Artificial intelligence is quickly becoming a new tool in Security Operations Centers (SOC). Juraj Belko’s lecture showed how large language models can make complex tools accessible, speed up incident analysis, and bring automated responses all the way into practice. Alongside the benefits, concerns were raised about data and regulations — and also answers on how to address them.
Who needs a SOC and when it hurts the most
Belko distinguishes several types of organizations: those that have not yet experienced an incident, the proactive ones, “post-incident,” “post-audit,” and those driven by regulations such as the Cybersecurity Act or NIS2. The fastest progress is made by those after an incident — they are motivated and able to make decisions, whereas “post-audit” organizations tend to address what someone has flagged as a problem. The common reality, however, is that an organization buys expensive tools and, at first glance at the multitude of dashboards, doesn’t know where to start. That’s when improvised queries to GPT and on-the-fly searches for answers come in — which works, but it can be done more systematically.
AI in the SOC: understands the question, prepares a report, and takes action
An example is deploying an assistant in FortiAnalyzer, where an analyst simply says that in the top category they see a compromised host and asks for context. The system automatically fills in the IP address, summarizes the situation in a clear report, and, on request, dissects the most heavily loaded processes or suspicious communication channels. If the suspicion is confirmed, the analyst can, directly from the interface, instruct the security agent (EDR) to terminate the process and quarantine the machine just to be safe.

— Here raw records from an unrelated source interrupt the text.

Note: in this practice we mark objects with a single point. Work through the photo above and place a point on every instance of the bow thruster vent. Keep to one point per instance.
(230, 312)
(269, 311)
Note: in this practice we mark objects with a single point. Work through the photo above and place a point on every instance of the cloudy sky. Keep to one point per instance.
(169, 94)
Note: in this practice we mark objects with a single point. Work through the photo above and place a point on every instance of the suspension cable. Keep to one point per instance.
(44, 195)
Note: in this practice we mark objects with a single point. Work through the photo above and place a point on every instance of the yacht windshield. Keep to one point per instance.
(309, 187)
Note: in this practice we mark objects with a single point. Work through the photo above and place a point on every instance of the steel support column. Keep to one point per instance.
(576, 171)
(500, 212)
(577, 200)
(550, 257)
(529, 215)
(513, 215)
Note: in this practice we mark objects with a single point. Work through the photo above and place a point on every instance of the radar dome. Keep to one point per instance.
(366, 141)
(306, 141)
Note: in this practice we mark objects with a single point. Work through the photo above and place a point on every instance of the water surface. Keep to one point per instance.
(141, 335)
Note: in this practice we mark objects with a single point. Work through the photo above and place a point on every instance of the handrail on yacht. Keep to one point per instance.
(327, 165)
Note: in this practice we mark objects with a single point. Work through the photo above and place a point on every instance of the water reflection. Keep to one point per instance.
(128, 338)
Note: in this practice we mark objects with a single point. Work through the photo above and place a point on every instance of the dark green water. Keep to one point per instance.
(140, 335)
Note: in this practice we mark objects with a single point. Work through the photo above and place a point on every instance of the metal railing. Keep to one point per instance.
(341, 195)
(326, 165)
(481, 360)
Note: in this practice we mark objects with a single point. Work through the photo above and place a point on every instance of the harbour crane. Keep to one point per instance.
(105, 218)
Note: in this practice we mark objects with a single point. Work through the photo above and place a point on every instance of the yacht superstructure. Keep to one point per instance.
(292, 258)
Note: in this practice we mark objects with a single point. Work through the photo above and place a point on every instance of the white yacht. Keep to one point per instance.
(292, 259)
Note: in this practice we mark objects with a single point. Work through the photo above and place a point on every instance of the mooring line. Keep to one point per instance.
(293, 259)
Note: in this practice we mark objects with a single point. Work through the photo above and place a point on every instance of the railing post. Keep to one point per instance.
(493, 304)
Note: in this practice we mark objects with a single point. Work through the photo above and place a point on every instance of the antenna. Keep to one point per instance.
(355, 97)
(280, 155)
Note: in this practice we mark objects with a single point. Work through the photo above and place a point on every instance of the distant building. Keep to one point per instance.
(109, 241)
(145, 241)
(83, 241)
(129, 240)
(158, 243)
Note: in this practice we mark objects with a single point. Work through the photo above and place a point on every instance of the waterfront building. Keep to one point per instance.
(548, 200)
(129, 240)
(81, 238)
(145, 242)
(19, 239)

Similarly, in the automation environment, the assistant can generate a comprehensible summary for an alert and prepare a handover template for the next colleague.

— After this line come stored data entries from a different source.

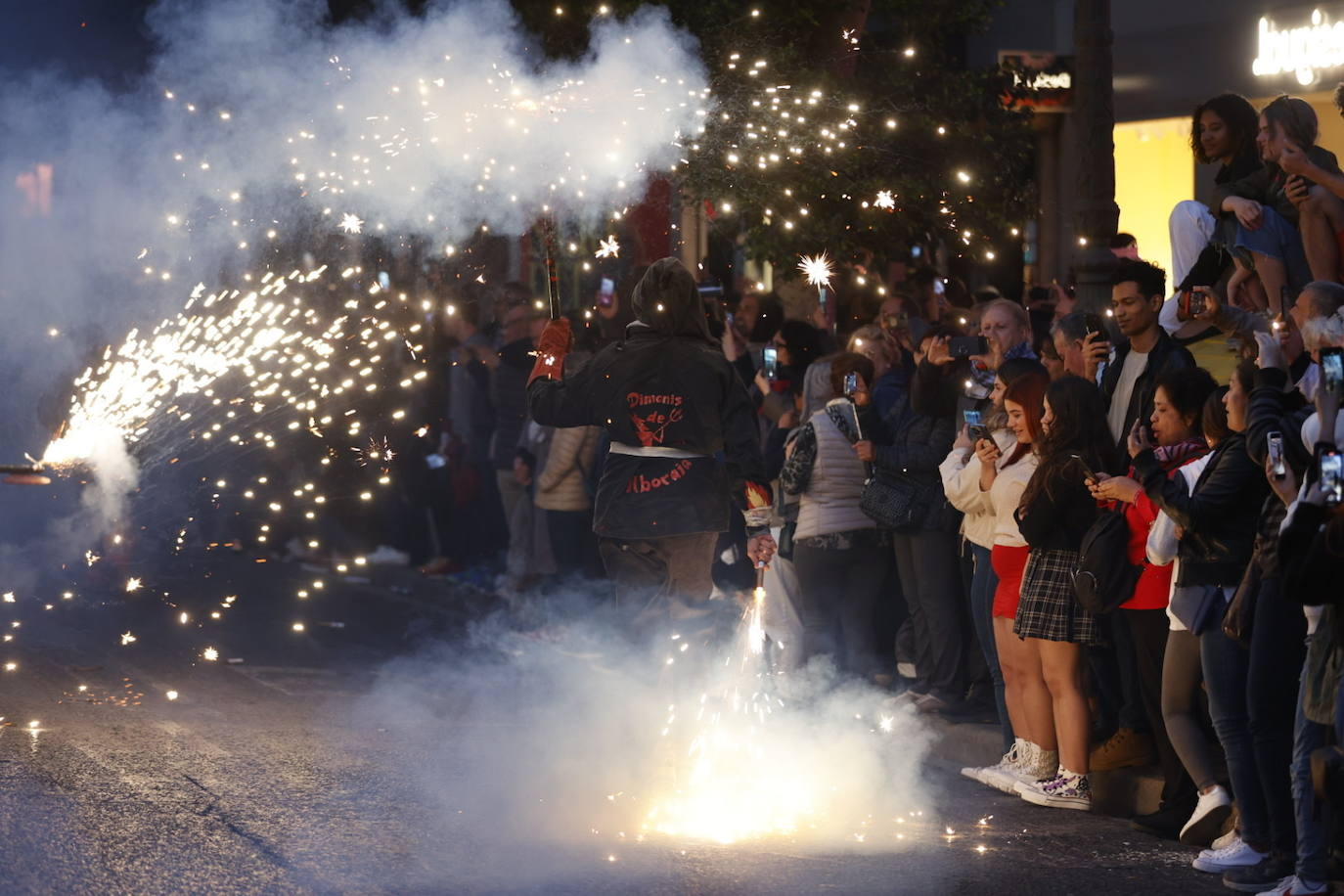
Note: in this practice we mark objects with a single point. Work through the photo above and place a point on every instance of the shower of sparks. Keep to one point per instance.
(818, 269)
(377, 452)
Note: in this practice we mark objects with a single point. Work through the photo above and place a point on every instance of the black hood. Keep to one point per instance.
(667, 299)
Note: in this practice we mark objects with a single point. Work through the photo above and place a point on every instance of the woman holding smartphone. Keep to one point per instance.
(962, 482)
(1003, 477)
(1056, 510)
(1176, 424)
(1219, 518)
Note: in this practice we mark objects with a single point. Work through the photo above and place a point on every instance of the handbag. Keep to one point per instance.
(894, 500)
(1196, 606)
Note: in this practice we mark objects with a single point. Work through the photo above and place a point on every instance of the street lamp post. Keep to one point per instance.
(1097, 215)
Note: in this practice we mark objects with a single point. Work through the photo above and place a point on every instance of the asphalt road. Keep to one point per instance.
(381, 755)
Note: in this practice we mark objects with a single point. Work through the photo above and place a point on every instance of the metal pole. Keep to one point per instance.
(1097, 215)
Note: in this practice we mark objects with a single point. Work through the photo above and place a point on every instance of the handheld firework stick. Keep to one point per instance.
(819, 270)
(23, 474)
(553, 283)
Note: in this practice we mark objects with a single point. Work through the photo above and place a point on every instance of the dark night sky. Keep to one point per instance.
(101, 39)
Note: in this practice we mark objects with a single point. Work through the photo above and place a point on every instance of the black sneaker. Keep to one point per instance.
(1260, 877)
(1164, 823)
(972, 709)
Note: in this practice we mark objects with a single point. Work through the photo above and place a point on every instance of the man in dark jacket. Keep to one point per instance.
(1129, 381)
(671, 405)
(1272, 226)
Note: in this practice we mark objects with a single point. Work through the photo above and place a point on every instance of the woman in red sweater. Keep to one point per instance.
(1178, 407)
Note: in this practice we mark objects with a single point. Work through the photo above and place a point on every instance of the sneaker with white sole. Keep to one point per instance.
(1294, 885)
(1235, 855)
(1066, 790)
(988, 774)
(1210, 816)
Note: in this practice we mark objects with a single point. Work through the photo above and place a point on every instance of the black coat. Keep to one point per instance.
(660, 389)
(1221, 515)
(1165, 355)
(915, 445)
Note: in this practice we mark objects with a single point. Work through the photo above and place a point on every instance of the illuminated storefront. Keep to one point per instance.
(1170, 57)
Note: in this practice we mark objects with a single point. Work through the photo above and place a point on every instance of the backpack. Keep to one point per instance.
(1105, 578)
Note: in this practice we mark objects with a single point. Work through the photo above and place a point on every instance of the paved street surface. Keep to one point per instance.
(336, 760)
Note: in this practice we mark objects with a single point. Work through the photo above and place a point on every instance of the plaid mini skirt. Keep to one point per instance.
(1049, 608)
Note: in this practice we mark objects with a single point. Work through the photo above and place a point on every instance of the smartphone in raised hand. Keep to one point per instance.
(1275, 446)
(1330, 475)
(960, 347)
(1332, 370)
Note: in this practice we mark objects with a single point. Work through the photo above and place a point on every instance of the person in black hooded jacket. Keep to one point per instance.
(685, 442)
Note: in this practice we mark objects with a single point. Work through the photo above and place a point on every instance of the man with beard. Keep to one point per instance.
(685, 445)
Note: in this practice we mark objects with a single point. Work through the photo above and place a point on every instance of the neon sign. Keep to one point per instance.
(1305, 50)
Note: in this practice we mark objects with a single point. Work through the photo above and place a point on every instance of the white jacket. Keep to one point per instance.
(960, 473)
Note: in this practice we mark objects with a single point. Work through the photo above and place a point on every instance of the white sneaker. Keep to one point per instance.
(1235, 855)
(1294, 885)
(1006, 774)
(1210, 816)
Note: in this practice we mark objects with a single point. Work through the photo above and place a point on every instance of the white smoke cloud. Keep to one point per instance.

The key is that the user’s question is enriched with internal knowledge and stripped of irrelevant data before being sent to the LLM (whether OpenAI, Bard, or an in-house model), so that the answer is accurate and safe. Data remain in a private tenant and are not used to train models, which addresses the most common concerns. The assistant already understands Slovak, although the reply may come in English, and it also offers suggested follow-up questions that guide the analyst in the right direction. The solution is open to integrations with tools from other vendors, so AI can bring added value even in a heterogeneous environment.